盛寒脑子“嗡”的一声尽是空白,她看着裴暮那凉薄得毫无人情味的脸,就像当年他尖酸刻薄地羞辱她的样子。
三年啊,三年了他依然是狗改不了吃屎,对她这般羞辱嘲讽。
这瞬间,盛寒又想起了他曾经所做的,所说的一切。
“你他妈给我记住,你不过是我养着的一只微不足道的小蝼蚁,我要捏死你分分钟的事儿。”
“盛小舞,有本事你从这儿跳下去,跳下去我就放你出去。”
“满足吗?刚才我听你轻吟了,我还以为你永远像根木头毫无反应呢。”
“你存在的意义不就是让我发泄?否则我干嘛花五十万买你?乖一点,别踩我的敏感神经,我这个人脾气不太好。”
当年的一幕幕化为千万把飞刀,以迅雷不及掩耳之势扎进了盛寒心口。她看着眼前的裴暮就像一个魔鬼,凌驾于她尊严之上的魔鬼。
“你去死吧!”盛寒用力抓着裴暮的双肩把他狠狠往床头一掼,撞得床都晃了几下。
其实她力气不大,但裴暮身体虚,这一掼导致他一口气仿佛噎在了喉咙,脸色唰地一下变得死灰,眉眼间冷汗都出来了。

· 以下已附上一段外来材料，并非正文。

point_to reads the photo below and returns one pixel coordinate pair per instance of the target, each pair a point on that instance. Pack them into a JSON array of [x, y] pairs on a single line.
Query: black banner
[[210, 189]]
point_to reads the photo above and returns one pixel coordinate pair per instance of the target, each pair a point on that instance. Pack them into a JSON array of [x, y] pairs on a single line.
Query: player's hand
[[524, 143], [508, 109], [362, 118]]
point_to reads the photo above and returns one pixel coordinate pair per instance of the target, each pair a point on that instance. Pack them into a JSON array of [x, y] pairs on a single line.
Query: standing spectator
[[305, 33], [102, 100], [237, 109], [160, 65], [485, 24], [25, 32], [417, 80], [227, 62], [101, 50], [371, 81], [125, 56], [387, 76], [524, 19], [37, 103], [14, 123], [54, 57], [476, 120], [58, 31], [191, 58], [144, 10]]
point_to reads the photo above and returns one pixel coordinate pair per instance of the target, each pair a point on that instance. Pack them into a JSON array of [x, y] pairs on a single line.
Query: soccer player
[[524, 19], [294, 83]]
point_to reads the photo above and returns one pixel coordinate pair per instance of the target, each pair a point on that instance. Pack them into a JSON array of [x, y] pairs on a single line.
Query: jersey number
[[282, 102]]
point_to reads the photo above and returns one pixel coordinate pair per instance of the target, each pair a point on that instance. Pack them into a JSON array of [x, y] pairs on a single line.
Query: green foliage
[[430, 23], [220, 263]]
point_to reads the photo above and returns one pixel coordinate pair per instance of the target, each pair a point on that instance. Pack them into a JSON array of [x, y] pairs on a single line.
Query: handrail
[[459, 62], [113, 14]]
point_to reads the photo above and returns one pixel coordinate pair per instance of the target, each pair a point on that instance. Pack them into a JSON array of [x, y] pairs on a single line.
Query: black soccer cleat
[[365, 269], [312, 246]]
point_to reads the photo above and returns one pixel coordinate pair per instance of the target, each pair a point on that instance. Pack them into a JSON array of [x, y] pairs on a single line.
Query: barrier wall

他可能真的很难受,睫毛下的眸子仿佛粘了层水汽,氤氤氲氲。出气都是从齿缝中吐出来,小心翼翼的。
估摸着是撞到哪儿了,盛寒心头咯噔一下,忙支起身子要去摁床头的服务铃,谁料裴暮一手捏着她下颚,很用力。
他看她的眼神像是又回到了当年,他每次想要她的时候,目光都灼耀得像烈火。
旋即,他扣着她的脑袋就狠狠吻了过来。
冰凉的唇还发着颤,有些淡淡的血腥的气息,但他全然不顾,舌尖凶狠地刺入她齿间,咬着她的唇。
不过裴暮很快又放开了盛寒,重重躺在了床上大口大口呼吸,那汗水顺着脑门滚,像是在承受很大痛苦似的。
一缕浅浅的血迹粘在他唇角,很扎眼。
少顷,裴暮抬起半边眉斜睨着盛寒,似笑非笑地道:“刚刚吻你的时候,就像又回到了三年前。”
盛寒寒着脸没吭声,擦了下唇角血迹,转身就走了出去找金海。她觉得裴暮很不对劲,可别死在这儿讹她。
金海正在办公室里看一张胃镜诊断照片,看她过去收起了照片,问道:“怎么了?裴暮情况怎么样?”
“他好像很难受的样子,你去看看吧。”
“怎么了?”
“不知道,可能是要死了……”
方才被强吻那一幕还是着实令人面红耳赤的,盛寒就没说。
金海蹙了蹙眉,急匆匆走出了办公室,盛寒瞥了眼他刚才收起的照片,发现下面诊断一栏似乎写着胃癌初期。
她拿起仔细看了看,才知道胃癌原来是长那样,有些恶心。
她再回到病房前,听到金海在跟裴暮讲话,“必须要做手术了,不能再拖,拖下去你会没命的。”
“再过段时间吧,两年前你也这样说,我不也没事吗?”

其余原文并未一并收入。